Politicians and economists have lined up to attack chancellor George Osborne after Office for National Statistics data showed the UK economy shrunk by 0.3 per cent in Q4 2012.
UK gross domestic product had grown 0.9 per cent in Q3 2012 after a boost from the Olympics but concerns are now growing that the country may plunge into a triple-dip recession with negative growth in Q1 2013.
Shadow chancellor Ed Balls attacked Osborne and prime minister David Cameron of “dangerous complacency”.
He says: “Today is the moment when David Cameron and George Osborne’s complacency is completely exposed. These deeply disappointing figures expose just how dangerously complacent the prime minister was when he said last autumn that the ‘good news will keep coming’.
“Cameron and Osborne have been asleep at the wheel. They’ve spent the last six months obsessing about a referendum in five years’ time, not focusing on the problems in our economy today.”
National Institute of Economic and Social Research director Jonathan Portes also hit out at Osborne’s spending plans.
He says: “The main issue is not whether there is a double or triple dip recession but the trend of no growth over the last two years.
“It’s a combination of poor fiscal and financial policy from the Government and huge policy mistakes by EU Governments.
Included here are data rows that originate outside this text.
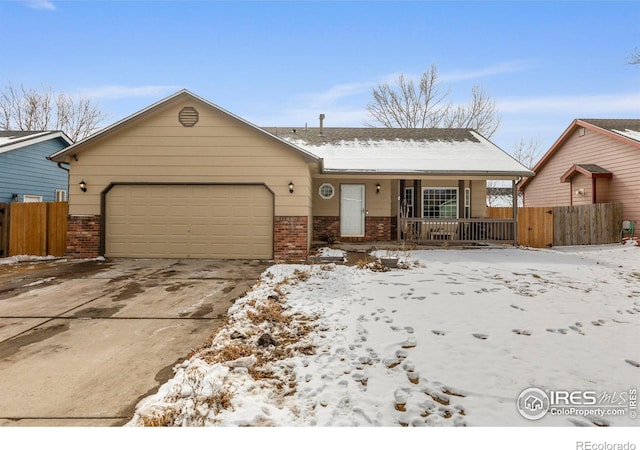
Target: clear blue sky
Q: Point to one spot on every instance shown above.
(283, 63)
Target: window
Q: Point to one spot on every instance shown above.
(326, 191)
(61, 195)
(440, 202)
(407, 202)
(31, 198)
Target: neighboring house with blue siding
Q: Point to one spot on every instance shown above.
(26, 173)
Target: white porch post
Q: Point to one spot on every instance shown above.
(398, 227)
(514, 200)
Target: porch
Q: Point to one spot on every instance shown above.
(443, 213)
(422, 231)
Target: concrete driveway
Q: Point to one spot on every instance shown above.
(82, 342)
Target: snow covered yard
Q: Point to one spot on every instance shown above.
(450, 340)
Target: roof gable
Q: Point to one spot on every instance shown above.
(424, 151)
(623, 130)
(588, 170)
(114, 128)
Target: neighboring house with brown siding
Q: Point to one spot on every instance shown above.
(593, 161)
(184, 178)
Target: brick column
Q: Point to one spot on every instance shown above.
(290, 237)
(83, 236)
(326, 228)
(379, 228)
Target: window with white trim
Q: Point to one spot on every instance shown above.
(31, 198)
(61, 195)
(326, 191)
(440, 203)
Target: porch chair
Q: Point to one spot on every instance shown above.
(627, 228)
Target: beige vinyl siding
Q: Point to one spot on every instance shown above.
(623, 160)
(156, 148)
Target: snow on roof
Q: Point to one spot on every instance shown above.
(631, 134)
(11, 140)
(475, 155)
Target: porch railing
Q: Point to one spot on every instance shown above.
(420, 230)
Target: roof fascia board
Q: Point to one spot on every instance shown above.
(184, 92)
(36, 139)
(611, 134)
(448, 173)
(566, 177)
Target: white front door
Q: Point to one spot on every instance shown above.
(352, 210)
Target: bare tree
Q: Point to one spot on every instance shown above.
(426, 105)
(32, 110)
(526, 152)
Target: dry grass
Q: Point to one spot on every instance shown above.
(290, 332)
(164, 419)
(270, 311)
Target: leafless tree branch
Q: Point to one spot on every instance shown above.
(405, 105)
(41, 110)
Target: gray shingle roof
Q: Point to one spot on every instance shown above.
(615, 124)
(332, 135)
(19, 134)
(593, 168)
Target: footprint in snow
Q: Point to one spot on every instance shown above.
(559, 330)
(522, 332)
(411, 342)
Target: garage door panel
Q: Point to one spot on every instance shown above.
(182, 221)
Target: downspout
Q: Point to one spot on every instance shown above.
(571, 192)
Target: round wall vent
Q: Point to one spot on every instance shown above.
(188, 116)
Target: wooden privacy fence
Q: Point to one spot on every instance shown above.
(36, 229)
(539, 227)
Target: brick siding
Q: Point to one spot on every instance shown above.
(327, 228)
(83, 236)
(290, 237)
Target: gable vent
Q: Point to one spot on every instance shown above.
(188, 116)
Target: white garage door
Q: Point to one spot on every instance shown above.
(186, 221)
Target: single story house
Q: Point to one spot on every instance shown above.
(26, 175)
(184, 178)
(593, 161)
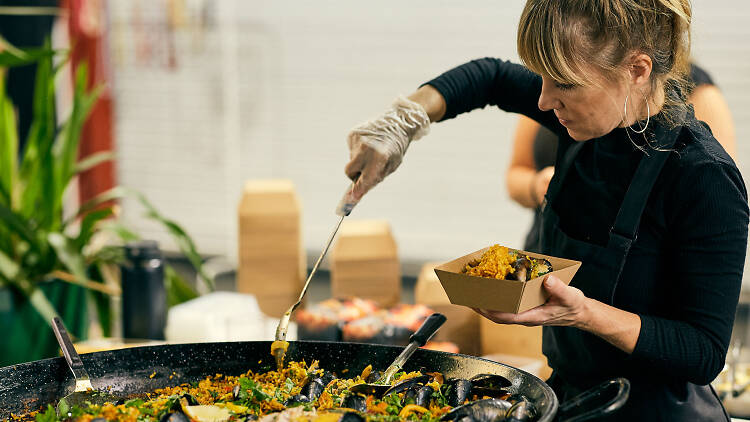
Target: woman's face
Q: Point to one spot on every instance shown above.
(587, 112)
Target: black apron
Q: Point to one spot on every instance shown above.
(580, 359)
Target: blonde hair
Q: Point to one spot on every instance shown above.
(557, 37)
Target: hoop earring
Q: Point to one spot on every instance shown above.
(648, 114)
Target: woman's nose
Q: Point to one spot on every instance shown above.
(548, 99)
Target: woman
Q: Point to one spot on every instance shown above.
(534, 148)
(642, 194)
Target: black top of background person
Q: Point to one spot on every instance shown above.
(684, 272)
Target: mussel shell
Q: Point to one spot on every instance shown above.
(351, 417)
(174, 417)
(373, 377)
(405, 384)
(297, 398)
(357, 402)
(313, 388)
(542, 266)
(490, 381)
(480, 410)
(521, 269)
(410, 395)
(458, 391)
(424, 395)
(521, 411)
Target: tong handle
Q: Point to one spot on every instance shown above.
(71, 356)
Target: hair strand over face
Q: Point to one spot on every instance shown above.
(561, 39)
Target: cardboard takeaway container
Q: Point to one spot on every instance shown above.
(462, 324)
(271, 255)
(364, 262)
(499, 295)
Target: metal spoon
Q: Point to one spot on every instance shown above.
(84, 393)
(428, 328)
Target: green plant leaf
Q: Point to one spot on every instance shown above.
(94, 160)
(8, 146)
(102, 303)
(17, 225)
(183, 240)
(178, 291)
(42, 305)
(68, 253)
(40, 197)
(66, 145)
(8, 268)
(119, 229)
(88, 225)
(117, 192)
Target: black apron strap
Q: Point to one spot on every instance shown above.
(624, 231)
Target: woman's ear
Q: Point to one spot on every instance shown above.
(640, 69)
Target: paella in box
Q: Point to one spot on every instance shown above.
(511, 282)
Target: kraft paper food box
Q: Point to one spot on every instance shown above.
(499, 295)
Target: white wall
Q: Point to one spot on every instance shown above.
(271, 91)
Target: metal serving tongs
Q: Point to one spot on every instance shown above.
(279, 346)
(84, 391)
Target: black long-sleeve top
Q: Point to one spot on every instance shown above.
(683, 274)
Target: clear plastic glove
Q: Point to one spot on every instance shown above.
(377, 147)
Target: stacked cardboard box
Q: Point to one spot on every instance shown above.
(364, 262)
(513, 341)
(462, 324)
(271, 255)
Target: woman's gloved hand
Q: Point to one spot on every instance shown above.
(377, 147)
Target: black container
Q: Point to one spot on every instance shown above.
(144, 298)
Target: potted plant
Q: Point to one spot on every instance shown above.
(54, 262)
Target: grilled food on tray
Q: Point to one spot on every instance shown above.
(307, 393)
(505, 264)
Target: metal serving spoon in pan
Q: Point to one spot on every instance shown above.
(428, 328)
(84, 392)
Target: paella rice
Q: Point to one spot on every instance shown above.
(297, 392)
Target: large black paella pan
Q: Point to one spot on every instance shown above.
(31, 385)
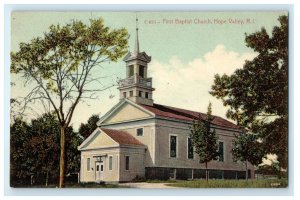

Both have implemented bad policy and the interaction between the UK and EU is doing much of the damage.”
Osborne, who has spent the last two days at the World Economic Forum in Davos, told Sky News the figures were a reminder of the “difficult” economic situation caused by recession in the Eurozone and debt built up over many years.
He said: “Now we can either run away from those problems or we can confront them and I’m determined to confront them so we can go on creating jobs for the people of this country.”
Deputy prime minister Nick Clegg also admitted today that he regrets cutting capital expenditure so much. Labour seized on the remarks as the first admission of “serious mistakes”.
Yesterday International Monetary Fund chief economist Oliver Blanchard said the March Budget should be used to “take stock” of spending plans and end austerity.